A review by zmull
Doctor Who: Engines of War by George Mann

4.0

Just to get it out of the way, anyone wondering how Mann and BBC Books deal with the fact that John Hurt's incarnation of the Doctor is quite specifically not called "the Doctor" can stop wondering. I'm here to answer the question. They ignore it. They just call him the Doctor, both in the narration and in the dialogue.

That fact, combined with a first act so generic you could replace the War Doctor with any other incarnation with only a few minor changes, left me wondering if BBC had any daring in them at all. Fortunately, with the second act the story kicks into gear, with the intrigue, politics, and universe scale threat you could reasonably expect from the first Time War novel. Mann's Time War is not the galaxy splitting psychedelic freak show of Russell T. Davies imaginings. It's a lot closer to the more conventional glimpses in Stephen Moffat's "Day of the Doctor." Still Mann presents an intriguing take on the war. His take on the War Doctor, here in his first wack outside of DOTD, is fairly safe. I finished the book without a sense of what makes War different from the rest.

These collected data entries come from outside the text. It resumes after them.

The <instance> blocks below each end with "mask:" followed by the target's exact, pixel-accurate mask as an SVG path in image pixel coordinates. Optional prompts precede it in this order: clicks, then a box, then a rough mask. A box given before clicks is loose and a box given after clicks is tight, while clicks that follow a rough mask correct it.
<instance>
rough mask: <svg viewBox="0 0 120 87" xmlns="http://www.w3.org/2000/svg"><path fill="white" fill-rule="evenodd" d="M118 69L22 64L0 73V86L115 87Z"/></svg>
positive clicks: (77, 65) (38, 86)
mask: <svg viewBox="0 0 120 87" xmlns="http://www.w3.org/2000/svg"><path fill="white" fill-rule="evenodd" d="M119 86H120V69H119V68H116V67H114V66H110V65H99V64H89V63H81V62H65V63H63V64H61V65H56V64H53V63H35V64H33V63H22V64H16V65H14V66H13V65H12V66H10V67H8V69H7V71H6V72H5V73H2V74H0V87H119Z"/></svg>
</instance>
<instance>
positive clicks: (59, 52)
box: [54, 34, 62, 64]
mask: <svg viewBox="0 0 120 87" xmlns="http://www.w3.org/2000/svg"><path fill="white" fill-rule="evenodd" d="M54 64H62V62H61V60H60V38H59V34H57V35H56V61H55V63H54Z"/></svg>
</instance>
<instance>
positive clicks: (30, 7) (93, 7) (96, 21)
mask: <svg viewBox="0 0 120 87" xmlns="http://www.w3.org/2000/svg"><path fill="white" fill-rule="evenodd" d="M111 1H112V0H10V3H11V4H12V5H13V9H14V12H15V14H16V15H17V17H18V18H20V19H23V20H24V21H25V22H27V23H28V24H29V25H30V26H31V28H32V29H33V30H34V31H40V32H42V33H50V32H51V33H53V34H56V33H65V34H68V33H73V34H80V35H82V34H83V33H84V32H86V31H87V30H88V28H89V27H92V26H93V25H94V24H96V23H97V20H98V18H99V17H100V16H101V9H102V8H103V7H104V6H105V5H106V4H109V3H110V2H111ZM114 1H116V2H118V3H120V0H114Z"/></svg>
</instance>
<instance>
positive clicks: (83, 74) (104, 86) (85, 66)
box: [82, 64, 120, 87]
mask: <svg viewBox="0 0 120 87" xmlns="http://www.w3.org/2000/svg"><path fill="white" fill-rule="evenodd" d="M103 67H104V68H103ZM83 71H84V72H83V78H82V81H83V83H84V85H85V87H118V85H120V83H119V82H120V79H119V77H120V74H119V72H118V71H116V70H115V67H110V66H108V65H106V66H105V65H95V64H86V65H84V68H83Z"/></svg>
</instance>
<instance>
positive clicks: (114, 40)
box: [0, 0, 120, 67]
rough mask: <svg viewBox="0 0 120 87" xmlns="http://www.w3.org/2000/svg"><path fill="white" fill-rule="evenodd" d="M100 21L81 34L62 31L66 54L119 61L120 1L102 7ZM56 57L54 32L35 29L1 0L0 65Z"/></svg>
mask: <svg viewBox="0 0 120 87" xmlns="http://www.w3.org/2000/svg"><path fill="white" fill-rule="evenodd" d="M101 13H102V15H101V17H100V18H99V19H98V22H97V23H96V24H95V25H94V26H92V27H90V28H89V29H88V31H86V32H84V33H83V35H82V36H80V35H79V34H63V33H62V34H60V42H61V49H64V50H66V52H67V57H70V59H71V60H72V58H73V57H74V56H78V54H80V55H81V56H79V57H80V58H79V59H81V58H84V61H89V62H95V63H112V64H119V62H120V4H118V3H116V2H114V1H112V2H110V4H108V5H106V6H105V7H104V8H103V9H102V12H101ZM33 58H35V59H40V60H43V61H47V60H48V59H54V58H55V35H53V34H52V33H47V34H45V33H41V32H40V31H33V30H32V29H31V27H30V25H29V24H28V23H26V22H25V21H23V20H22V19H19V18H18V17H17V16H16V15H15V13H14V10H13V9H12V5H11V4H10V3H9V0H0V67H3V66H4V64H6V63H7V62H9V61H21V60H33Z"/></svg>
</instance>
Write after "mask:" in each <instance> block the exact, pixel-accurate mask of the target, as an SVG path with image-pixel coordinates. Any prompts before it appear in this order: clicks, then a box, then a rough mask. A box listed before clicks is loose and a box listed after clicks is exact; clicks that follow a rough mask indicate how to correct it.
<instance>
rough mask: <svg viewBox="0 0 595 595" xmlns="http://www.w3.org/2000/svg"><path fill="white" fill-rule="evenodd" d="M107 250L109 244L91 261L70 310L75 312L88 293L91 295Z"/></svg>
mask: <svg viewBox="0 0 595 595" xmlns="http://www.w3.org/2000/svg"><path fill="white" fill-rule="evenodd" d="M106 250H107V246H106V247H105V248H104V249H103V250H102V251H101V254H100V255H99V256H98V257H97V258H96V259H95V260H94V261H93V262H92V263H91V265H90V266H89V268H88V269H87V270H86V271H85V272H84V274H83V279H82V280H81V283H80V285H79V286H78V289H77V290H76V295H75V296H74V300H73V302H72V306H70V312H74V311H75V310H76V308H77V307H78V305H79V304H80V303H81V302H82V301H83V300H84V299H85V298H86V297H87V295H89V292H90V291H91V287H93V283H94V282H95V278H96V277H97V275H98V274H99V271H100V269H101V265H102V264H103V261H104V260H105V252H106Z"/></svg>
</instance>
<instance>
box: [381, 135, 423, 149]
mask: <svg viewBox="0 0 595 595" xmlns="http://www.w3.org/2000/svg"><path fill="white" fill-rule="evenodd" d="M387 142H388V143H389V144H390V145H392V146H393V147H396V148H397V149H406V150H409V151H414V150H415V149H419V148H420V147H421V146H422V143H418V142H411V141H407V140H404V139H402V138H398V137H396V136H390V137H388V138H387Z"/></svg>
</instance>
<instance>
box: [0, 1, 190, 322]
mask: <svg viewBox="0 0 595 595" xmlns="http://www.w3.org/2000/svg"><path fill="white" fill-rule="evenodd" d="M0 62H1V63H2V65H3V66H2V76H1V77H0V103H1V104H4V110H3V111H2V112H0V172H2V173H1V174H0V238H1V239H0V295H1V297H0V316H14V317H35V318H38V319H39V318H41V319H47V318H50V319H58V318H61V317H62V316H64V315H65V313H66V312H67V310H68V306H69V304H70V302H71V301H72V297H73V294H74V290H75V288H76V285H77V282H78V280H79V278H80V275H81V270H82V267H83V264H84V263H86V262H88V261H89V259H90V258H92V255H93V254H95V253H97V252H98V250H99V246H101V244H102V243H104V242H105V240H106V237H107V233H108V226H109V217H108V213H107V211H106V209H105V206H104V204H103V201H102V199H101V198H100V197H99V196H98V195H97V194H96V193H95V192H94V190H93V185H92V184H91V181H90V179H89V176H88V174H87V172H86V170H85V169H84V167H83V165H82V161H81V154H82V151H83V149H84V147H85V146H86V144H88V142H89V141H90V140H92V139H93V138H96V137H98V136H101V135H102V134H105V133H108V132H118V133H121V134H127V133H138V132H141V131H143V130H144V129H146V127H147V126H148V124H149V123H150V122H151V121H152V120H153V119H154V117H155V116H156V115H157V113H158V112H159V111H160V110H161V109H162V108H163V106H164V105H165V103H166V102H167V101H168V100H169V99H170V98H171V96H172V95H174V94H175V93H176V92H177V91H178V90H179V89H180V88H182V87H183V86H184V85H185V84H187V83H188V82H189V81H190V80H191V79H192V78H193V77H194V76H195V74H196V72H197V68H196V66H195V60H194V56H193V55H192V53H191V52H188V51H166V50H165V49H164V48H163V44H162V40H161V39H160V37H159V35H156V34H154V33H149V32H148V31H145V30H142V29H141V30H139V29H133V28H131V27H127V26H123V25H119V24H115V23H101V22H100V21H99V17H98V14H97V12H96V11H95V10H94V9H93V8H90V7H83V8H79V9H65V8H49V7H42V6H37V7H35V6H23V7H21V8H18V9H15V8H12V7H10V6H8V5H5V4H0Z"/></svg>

If all of this sound very fannish and inaccessible, well, it is. The Engines of War serves as a prequel to both "the End of Time" and "The Day of the Doctor" and a knowledge of those will come in pretty handy. It's also, surprisingly, very much a continuation 1983's "The Five Doctors." Add to that a few important reference to "Genesis of the Daleks" and you've got a steep curve for a reader new to Doctor Who to climb. I can't decide if I'd like to see more War Doctor novels or not. Part of the appeal of the Time War is imagining it for yourself. I'm open to the idea, especially if the War Doctor is giving a bit more of his own personality.